Huerta asintió, y los embajadores se retiraron, resignados a ver frustrado el misterioso encuentro. Pero el general, antes de abandonar también la improvisada reunión, le señaló al presidente a su compañero de juerga.


—El general Aureliano Blanquet, llegó esta mañana de Toluca. He tenido a bien nombrarlo jefe de seguridad de Palacio, se encargará en persona de su protección, señor presidente.


— ¿Cómo se atreve a hacer nombramientos sin tu autorización? —dijo el hermano del presidente, una vez que los oficiales se retiraron.


—Es general, hermano, y yo no entiendo de cuestiones militares. Si cree que es la mejor decisión…licenciado Marquéz Sterling, una alegría verlo. Me reconforta saber que aún me quedan amigos sinceros.


—Me honra que me considere tal, pues yo soy un amigo leal de usted y su gobierno. Y como amigo, le digo que el general Huerta no lo es. Ese nombre no me inspira confianza, y si el tal Blanquet es su amigo…


—Estoy cansado, licenciado. Creo que debo retirarme, pero ordenaré que hombres lo escolten de regreso a su casa.


—Si no le molesta, preferiría quedarme aquí, me preocupa su seguridad señor presidente. Puedo dormir en un despacho pequeño, en una caja de zapatos si es necesario.

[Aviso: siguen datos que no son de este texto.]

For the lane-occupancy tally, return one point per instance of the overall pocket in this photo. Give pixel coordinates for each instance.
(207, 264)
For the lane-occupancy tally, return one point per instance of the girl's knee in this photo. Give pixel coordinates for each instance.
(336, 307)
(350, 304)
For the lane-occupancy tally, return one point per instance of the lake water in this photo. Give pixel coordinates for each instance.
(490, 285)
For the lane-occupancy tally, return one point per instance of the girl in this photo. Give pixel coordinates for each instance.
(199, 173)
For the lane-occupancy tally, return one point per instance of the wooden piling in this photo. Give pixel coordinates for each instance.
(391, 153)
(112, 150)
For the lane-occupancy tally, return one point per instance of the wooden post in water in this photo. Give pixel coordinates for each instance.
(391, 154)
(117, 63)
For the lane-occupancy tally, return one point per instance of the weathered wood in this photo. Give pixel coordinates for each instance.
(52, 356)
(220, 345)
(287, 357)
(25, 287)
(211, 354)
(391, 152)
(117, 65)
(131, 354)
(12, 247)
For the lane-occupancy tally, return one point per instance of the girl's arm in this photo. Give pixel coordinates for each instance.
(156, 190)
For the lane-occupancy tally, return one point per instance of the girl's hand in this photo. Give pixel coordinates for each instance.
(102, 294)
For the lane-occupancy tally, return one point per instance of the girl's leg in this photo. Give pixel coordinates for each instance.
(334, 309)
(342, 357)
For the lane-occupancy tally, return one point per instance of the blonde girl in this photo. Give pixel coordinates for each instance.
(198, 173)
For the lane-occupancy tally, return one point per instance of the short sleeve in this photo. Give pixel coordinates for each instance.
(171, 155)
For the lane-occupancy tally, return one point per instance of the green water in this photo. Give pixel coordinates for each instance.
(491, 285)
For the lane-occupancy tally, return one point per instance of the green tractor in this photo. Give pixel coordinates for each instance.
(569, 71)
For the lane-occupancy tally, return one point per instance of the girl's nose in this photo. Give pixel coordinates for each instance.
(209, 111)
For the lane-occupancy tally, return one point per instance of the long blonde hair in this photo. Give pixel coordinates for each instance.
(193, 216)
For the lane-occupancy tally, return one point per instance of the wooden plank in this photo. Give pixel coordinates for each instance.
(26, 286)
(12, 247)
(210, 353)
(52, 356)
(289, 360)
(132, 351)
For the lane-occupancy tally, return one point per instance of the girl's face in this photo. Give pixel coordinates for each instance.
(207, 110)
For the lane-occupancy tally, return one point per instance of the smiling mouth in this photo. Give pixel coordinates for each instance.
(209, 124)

Madero asintió y se retiró con un último estrechón de manos. Su hermano se alejó también, despidiéndose con una inclinación de cabeza y un gesto de frustración; y Sterling se quedó en la oscuridad preguntándose ¿cómo alguien con tan férrea voluntad para hacerle frente a Wilson, que atemorizaba a la mitad del cuerpo diplomático, podía ser tan débil con aquellos mexicanos desleales, sobre los que se supone tenía autoridad absoluta? Dentro de Madero había dos espíritus en pugna, pensó, y cuando una se impusiera sobre la otra, el destino de México quedaría decidido.

¡Bienvenidos pasajeros! Algo que solemos ignorar cuando revisamos eventos históricos, es cómo reacciona el resto del mundo ante cualquier acontecimiento, pues el planeta se encuentra conectado y rara vez un evento de estas dimensiones permanece en el ámbito local. Gracias a las extensas memorias del embajador cubano, tenemos una mirada a la disyuntiva y conflicto de intereses que despierta un golpe de Estado entre los dignatarios extranjeros.